They are normal people, who talk about normal things like: "When are you going to call me over to your club for a beer, boys?"
During visits to the base, Ringrose said he felt a power among the men.
"You're walking through a bunch of highly trained killers standing there smiling at you."
Student Ellen Waenga was sad at the news.
"Doesn't that just send shivers down your spine?" said the 40-year-old.
"Living so close to people that move overseas to fight for our country; it's heroic but it's also sad they don't come back to their families."
The fallen man is New Zealand's third soldier killed in Afghanistan and the first from the Special Air Service.
SAS soldier Charlie Thomas was the first to die in Malaya in 1956. Fourteen years later, Graham Campbell was killed in action in Vietnam.
That Friday's death was just the third SAS soldier to be killed in action was a tribute to the unit's training and discipline, said SAS original Ray Hurle, who served alongside Thomas.

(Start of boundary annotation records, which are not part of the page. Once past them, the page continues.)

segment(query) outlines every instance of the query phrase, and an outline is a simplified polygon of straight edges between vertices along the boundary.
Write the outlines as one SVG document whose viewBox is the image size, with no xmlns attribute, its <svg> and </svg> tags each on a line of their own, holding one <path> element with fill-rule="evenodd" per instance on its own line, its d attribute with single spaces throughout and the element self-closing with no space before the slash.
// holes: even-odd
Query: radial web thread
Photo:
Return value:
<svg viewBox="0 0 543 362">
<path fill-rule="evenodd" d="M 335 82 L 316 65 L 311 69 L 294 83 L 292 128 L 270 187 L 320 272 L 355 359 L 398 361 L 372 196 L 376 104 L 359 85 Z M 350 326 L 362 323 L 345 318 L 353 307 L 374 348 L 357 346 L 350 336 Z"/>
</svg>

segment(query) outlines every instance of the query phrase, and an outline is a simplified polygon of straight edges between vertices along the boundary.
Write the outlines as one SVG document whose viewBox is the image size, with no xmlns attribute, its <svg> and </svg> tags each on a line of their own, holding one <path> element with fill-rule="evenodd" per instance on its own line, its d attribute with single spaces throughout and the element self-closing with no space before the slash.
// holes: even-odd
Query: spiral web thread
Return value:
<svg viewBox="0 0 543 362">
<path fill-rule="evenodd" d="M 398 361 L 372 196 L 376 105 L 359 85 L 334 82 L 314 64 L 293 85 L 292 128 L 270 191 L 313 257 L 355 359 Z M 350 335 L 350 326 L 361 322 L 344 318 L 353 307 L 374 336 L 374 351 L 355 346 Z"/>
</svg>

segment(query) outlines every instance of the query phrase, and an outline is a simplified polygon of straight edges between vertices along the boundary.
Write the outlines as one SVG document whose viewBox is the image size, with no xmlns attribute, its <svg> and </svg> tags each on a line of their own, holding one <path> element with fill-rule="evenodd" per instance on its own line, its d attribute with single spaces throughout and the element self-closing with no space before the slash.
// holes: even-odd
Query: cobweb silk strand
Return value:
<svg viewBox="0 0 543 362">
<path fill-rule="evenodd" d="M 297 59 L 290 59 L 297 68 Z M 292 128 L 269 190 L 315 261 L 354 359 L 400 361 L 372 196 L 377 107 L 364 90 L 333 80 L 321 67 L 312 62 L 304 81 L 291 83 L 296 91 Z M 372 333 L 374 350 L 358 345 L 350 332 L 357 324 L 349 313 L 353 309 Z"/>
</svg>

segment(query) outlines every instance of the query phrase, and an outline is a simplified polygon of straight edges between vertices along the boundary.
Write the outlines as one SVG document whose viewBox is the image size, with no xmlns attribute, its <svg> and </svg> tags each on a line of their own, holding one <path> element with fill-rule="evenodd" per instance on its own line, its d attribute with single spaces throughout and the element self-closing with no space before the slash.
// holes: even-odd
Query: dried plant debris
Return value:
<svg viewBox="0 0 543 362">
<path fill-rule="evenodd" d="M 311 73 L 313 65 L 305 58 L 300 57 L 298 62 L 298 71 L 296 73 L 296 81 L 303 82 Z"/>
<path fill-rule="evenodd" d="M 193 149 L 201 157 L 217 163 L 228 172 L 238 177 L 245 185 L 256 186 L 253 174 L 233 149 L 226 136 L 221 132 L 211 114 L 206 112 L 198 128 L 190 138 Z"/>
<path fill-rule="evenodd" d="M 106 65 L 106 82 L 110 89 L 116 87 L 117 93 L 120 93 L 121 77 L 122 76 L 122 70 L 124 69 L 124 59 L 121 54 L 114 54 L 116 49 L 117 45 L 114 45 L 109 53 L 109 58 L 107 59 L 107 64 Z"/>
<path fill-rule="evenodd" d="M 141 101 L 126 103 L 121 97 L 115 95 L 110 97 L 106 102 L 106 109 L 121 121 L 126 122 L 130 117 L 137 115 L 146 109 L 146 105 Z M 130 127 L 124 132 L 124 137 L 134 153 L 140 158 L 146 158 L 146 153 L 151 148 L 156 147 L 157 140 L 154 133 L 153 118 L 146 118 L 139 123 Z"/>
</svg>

Hurle said: "If you have served with the SAS you feel that you are apart from the rest of society. The training you go through, the bond that develops with the guys you serve with. It's quite unique."
Sir Wilson Whineray, chairman of the SAS Trust, said the soldier's family would be taken care of by the wider army community.
The uncle of Lieutenant Timothy O'Donnell, who was killed in August last year, said it took a long time for the pain to heal.
Barry O'Donnell said: "The difficulty is you are a long, long way away and you don't actually know what happened, and you don't know when your loved one is going to be returned. You have a period of great uncertainty."
The army had informed Timothy's mother and father Mark of the SAS death.